Recently, I discovered that 60 out of 320 registered users are sending suspect requests to my website. These requests get a HTTP status 404 response, as they do not exist on my site and are inadequate. As an example, this is the subset of URLs that contain 'admin':

    /_vti_bin/_vti_adm/admin.dll
    /admin.php
    /admin/597ea5fc-0805-4b3c-8ab8-3d5320d8683c
    /admin/chgpwd.php
    /admin/default.asp
    /AdminHTML/parse_xml.cgi
    /admin-serv/authenticate
    /admin-serv/config/admpw
    /advwebadmin/adminsettings/browsewebalizerexe.asp
    /advwebadmin/SQLServ/sqlbrowse.asp
    /iisprotect/admin/GlobalAdmin.asp
    /mailman/admin/mailman
    /phpmyadmin/sql.php
    /scripts/admin.cgi
    /shop/admin.php
    /shopscript/admin.php
    /SiteServer/admin/
    /store/admin.php

Little harm is expected from a request like /store/admin.php, as no .php files are present on the server. It still bothers me, because my users are logged in when the requests arrive. That is, sessions and authentication cookies are sent with the requests. So, if a valid request were sent, the server could disclose sensitive information in the response, as the server trusts the requests to be genuine. I use an anti-forgery token to prevent cross-site request forgery, but this will prevent malicious get requests. These are almost as problematic, due to the sensitive data on the site. Also, if the suspect requests are indeed originating form the user's browser, there is no 'cross-site'.

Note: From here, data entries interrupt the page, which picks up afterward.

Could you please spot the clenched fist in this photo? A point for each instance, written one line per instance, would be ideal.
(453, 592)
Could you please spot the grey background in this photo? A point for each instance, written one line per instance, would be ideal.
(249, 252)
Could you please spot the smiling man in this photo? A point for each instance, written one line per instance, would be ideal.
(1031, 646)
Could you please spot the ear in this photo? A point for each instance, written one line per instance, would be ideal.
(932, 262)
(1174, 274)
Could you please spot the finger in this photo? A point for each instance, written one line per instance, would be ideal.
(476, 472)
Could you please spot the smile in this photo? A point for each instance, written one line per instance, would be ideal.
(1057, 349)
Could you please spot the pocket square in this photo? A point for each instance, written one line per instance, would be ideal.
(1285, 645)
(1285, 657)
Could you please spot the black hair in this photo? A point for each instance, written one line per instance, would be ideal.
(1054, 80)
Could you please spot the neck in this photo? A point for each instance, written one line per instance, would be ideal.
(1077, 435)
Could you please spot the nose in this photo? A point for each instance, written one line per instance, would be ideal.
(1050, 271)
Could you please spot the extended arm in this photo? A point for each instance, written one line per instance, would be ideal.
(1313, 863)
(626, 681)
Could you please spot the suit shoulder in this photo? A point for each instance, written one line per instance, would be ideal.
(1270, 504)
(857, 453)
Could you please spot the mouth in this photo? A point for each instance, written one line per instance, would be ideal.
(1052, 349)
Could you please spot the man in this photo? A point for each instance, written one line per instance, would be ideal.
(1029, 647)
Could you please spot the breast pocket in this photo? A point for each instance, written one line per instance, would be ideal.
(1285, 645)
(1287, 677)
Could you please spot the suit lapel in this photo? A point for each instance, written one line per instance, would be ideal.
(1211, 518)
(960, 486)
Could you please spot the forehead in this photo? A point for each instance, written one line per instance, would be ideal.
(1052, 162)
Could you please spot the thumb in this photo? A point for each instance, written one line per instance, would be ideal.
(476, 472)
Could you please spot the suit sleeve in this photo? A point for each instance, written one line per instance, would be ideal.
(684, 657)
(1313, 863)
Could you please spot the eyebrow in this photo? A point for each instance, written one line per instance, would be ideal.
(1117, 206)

So far, I have been able to confirm that the authenticated requests arrive when the user is actually using the application. That is, the suspect requests arrive among valid requests and my log also shows the users have logged-in. I am now trying to log complete requests, including origin IP-address, HTTP headers and cookies. Not trivial, as my application is behind a reverse proxy server.

In the mean-time I am wondering what could be the origin of these requests, taking into consideration that so many of my users are involved. Could it be:

  1. Much present malware in the browsers of the users?
  2. Other malware on the clients?
  3. Man-in-the-middle attacks?
  4. Malware on the web server?
  5. Malware distributed by my web application, javascript?

Also, the web application is regularly scanned by a McAfee Penetration test tool. This tool does not log in. I have found out that all URLs in suspicious requests, made from user sessions, are also done by McAfee (205 different URLs, so far). McAfee itself, however, uses many others, as well (3300+). This makes me wonder if the requests from users could get mixed up somewhere in the network, due to caching or whatever, so that I am actually looking at a non-issue. Of course, I have a far bigger issue if requests are mixed up. On the other hand, the requests are time-correlated with the user sessions, not with the running intervals of the penetration tests and maybe the URLs are just the vulnerabilities malware are looking for.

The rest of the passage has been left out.